Положение внутри партии.

Мировая обстановка не дает повода для перемены основ нашей политики. Внутренняя обстановка опирается на обстановку мировую. Главная определяющая линия в области хозяйственной и политической — это линия взаимоотношений рабочего класса и крестьянства. Основную задачу переходного периода — обеспечить союзные отношения с крестьянством — нужно решать отныне более систематическими, плановыми методами, рассчитанными на более длительный период, и в области промышленности, и в области налоговой, и в области госаппарата, и в области национальной, которая у нас означает прежде всего вопрос о взаимоотношениях между пролетарским авангардом и крестьянскими массами угнетавшихся ранее национальностей.

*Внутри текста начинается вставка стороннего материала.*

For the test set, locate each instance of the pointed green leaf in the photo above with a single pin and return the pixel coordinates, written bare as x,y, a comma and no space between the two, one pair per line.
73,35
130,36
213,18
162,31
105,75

Вся эта работа может выполняться со все возрастающим успехом, если мы будем улучшать наш государственный и в частности хозяйственный аппарат, но уже не частично, не кустарнически (этого недостаточно), а по широко задуманному плану, рассчитанному на ряд лет. Улучшать государственный аппарат нельзя только изнутри самого государственного аппарата. Улучшать его можно в первую голову через посредство правящей партии. Наша партия этим государственным аппаратом руководила первые пять лет, будет руководить и впредь со всей полнотой. Но она будет им руководить все более систематически, в соответствии с усложненными задачами, совершенствуя и упорядочивая методы своего собственного руководства и требуя такого же широкого планового упорядочения методов и подбора работников от самого государственного аппарата.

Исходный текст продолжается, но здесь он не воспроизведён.